弟達が仲良くなってほしい、と思ってしたことだったが、果たしてこれは正解だったのか。この実験を提案した教授にも、今一度意見を聞くことにする。
八月二十六日…
今日は新たに三人、子ども達を島に送り届けた。逆に明日は二人、成人を迎えた子どもを、部下二人と迎えに行く。彼らも今頃自分のように、未知の世界を想像しているのかもしれない。
成長できる子どもは幸せだと思う。成長することすら拒んだ弟よりは、ずっと。
九月八日…
弟が(正確にはナオが)、ヤヒロさんに懐いて仕方ない。極力近付かないよう言い付けてはいるが、言うことを聞く気はないだろう。見張ってくれる存在が欲しい……そういえば最近、知らない少年と一緒にいるところをよく見かける。とうとう友人ができたのだろうか。

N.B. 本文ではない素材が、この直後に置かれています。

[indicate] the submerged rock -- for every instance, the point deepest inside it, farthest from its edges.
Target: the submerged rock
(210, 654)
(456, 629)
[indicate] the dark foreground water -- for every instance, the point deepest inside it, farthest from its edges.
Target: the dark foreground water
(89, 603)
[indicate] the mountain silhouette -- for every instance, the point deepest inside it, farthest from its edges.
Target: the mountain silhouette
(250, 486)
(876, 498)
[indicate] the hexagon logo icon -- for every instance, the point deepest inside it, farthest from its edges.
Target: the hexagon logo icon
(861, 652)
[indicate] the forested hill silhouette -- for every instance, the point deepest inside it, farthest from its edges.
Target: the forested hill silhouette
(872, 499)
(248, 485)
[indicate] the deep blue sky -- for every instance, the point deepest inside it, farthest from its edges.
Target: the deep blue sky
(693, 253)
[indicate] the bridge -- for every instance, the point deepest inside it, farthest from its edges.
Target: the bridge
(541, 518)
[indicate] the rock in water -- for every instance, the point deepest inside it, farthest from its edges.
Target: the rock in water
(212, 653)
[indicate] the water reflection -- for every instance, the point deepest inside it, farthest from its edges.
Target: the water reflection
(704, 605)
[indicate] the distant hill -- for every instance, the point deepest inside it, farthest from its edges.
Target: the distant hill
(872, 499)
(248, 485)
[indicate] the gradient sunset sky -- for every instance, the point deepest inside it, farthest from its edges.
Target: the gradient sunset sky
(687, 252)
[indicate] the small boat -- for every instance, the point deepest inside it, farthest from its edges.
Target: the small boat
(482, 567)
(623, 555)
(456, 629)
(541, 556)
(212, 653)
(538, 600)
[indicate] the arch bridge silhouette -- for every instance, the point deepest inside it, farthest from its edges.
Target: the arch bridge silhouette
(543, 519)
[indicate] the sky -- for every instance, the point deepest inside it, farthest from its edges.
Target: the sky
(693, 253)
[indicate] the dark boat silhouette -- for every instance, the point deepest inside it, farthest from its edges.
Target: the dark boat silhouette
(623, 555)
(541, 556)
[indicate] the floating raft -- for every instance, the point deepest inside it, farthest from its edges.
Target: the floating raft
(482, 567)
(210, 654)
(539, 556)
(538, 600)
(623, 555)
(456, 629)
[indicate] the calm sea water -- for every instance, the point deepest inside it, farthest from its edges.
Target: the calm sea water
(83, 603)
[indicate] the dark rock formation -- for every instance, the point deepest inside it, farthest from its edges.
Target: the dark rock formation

名前は……確か、育海と言っていた。笑顔が可愛らしく、礼儀正しい子だった。
十月二十一日…
ヤヒロさんは相変わらず、意味のない誘いは断る。意味……なんていつもないけど、強いて言うならどれだけやる気があるか、だ。ある程度強引に押すと、諦めたように身を預ける。知らない傷は日に日に増えていく。
そういえば先日、彼が教授といるところを見かけた。妙に距離が近いように感じた。
十一月三日…
教授から、「ヒロト」さんが退院したら教えてほしいと言われた。理由は訊いても教えてもらえなかった。どうやらヤヒロさんを扱う為に必要らしい。
目的は分からないが、保険は用意しておいた方がいい。上手くいけば教授もヤヒロさんも掌握できる。自分がヒロトさんを手に入れよう。
十一月十三日…
転院の手続きは済んだ。見舞いに行った者がヒロトさんの様子を教えてくれた。経過は良好、ひとりで問題なく動けているらしい。ヤヒロさんも彼の退院日を気にしているようだ。だが、転院することは伝えてない。部下に頼み、当日の計画について伝えることにする。
十二月二十三日…
ヒロトさんの転院日。教授には退院してから行方を見失った、と伝えてある。
部下が彼を迎えに行った。彼は午後、この部屋に来る。